L’action se déroule principalement lorsque les jeunes attendent l’autobus, c’est là que Ludovic raconte ce qu’il observe de son voisin. Le lien avec mon sujet d’analyse, c’est le mythe du Dr. Jelyll et Mr. Hyde. Cependant, dans mon histoire, c’est le processus inverse qui se produit. Au lieu d’avoir un personnage gentil et honnête qui se transforme en brute, c’est un c’est un jeune garçon cruel et méchant qui se transforme en gentil jeune homme. Toutefois, il n’y a qu’un aspect commun entre la nouvelle de Stevenson et mon histoire qui cause la transformation. Dans l’histoire de Stevenson, il y a une potion et des femmes qui sont responsable du changement. Dans la mienne, c’est seulement à cause d’une femme, la nouvelle voisine, que l’affreux se transforme. Au niveau de la narration, j’ai aussi utilisé une technique différente. Il s’agit d’une focalisation interne et d’une narration interne également. J’ai choisi cette méthode pour nous permettre d’avoir un accès direct aux pensées de mon personnage principal, puisque c’est lui qui nous raconte ce qui se passe.
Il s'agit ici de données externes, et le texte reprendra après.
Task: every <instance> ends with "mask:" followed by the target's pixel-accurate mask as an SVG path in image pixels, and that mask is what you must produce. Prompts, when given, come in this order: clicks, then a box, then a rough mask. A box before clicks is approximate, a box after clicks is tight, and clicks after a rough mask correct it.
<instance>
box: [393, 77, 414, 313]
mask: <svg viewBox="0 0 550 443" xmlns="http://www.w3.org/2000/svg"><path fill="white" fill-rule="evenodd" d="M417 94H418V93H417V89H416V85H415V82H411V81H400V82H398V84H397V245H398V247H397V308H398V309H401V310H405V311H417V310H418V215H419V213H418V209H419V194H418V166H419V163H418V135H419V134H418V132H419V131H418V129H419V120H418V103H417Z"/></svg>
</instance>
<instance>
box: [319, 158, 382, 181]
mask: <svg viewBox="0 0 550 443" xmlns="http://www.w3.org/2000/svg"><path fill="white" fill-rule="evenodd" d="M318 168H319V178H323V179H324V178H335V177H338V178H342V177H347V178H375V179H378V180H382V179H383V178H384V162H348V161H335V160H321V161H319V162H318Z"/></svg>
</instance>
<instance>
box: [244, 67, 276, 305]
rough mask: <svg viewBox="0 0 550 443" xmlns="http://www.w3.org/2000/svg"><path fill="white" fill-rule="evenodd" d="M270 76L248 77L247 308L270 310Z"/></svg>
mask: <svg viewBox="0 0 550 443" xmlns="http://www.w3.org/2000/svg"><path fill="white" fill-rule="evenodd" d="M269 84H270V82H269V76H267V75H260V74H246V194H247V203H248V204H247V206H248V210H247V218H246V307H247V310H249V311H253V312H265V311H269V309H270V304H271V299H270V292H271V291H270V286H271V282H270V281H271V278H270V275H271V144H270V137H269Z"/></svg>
Ludovic vit dans un petit quartier paisible, avec des enfants de son âge et mène sa petite vie de garçon de dix, avec ses hauts et ses bas. Je voulais dans mon texte essayer de montrer comment les jeunes de cet âge là sont influencés par ce qui les entoure, et plus particulièrement par les personnes qui les entourent. Ayant moi-même un jeune frère de onze ans, je vois comment il évolue et à quel point son entourage l’influence, et l’impact qu’à sur lui ce que les autres disent. Dans l’histoire, c’est le gros Lessard, qui subit le plus gros changement, et c’est un exemple concret, de qui se produit dans le monde des jeunes, lorsqu’une fille entre en jeu. Il est seulement un peu amplifié.  Je trouvais important de raconter ce changement d’un œil extérieur, pour vraiment voir les changements physiques et psychologiques, car la personne concernée ne se rend pas toujours compte qu’elle change. Voilà pourquoi c’est Ludovic le narrateur principal et non le gros Lessard.

Avoir un enfant comme personnage principal est une chose assez complexe. Il faut toujours garder en tête que les mots trop sophistiqués ou trop «adultes» ne sont pas de mise dans ce genre de texte. Il faut penser et parler comme un enfant de dix ans. Ce n’est pas facile, mais je crois que j’ai réussi, dans l’ensemble, à garder cet esprit de jeune garçon. Le choix des mots, des tournures de phrases et des idées farfelues sont des éléments qui permettent de croire que le narrateur n’a que dix ans. J’ai choisi d’utiliser des personnages relativement simples. Le jeune garçon en ordre, gentil qui fait ses petites affaires, et la grosse brute. C’est plutôt traditionnel et cliché comme personnages, j’en suis consciente, mais c’est parfois ces personnages qu’on aime retrouver dans des petites histoires et qui font sourire les lecteurs. J’ai quand même essayé d’utiliser un autre lieu que la classique cour d’école. J’ai plutôt choisi le petit quartier où les enfants restent et où ils attendent l’autobus. 

Pour situer ma création dans le contexte socio-historique contemporain, je crois qu’elle rejoint l’idée des jeunes brutes des écoles primaires qui font la vie dure aux plus jeunes et à ceux qui sont différents. Ce n’est pas l’aspect qui a le plus d’impact ni le plus d’importance dans la société d’aujourd’hui, mais il reste très présent, et ce dans toutes les écoles. D’accord, mon histoire ne se déroule pas dans une école, mais l’idée reste la même, une sorte de critique de la jeune société. Au niveau de la culture actuelle, l’œuvre se situerait dans la section «jeunesse» de la bibliothèque, je pense. Ce que je veux dire, c’est que c’est une histoire mettant en scène des enfants, mais qui est aussi écrite pour les enfants. Donc, si on écrivait une œuvre plus complète avec ces personnages, elle serait pour les plus jeunes. Une ressemblance qu’il y a entre ma création et mes œuvres étudiées, c’est la cause du changement. Elle est la même que dans les adaptations cinématographiques, c’est-à-dire que le personnage se transforme à cause d’une jeune fille qui lui plaît. Toutefois, le processus est inversé. Au lieu d’un gentil qui se transforme en méchant, c’est le méchant qui se transforme en gentil. Le tout est amené  avec une petite touche d’humour et de naïveté. Il n’y a pas de punch éclatant inattendu à la fin, mais c’est seulement une petite phrase amusante qui rappelle l’âge du narrateur.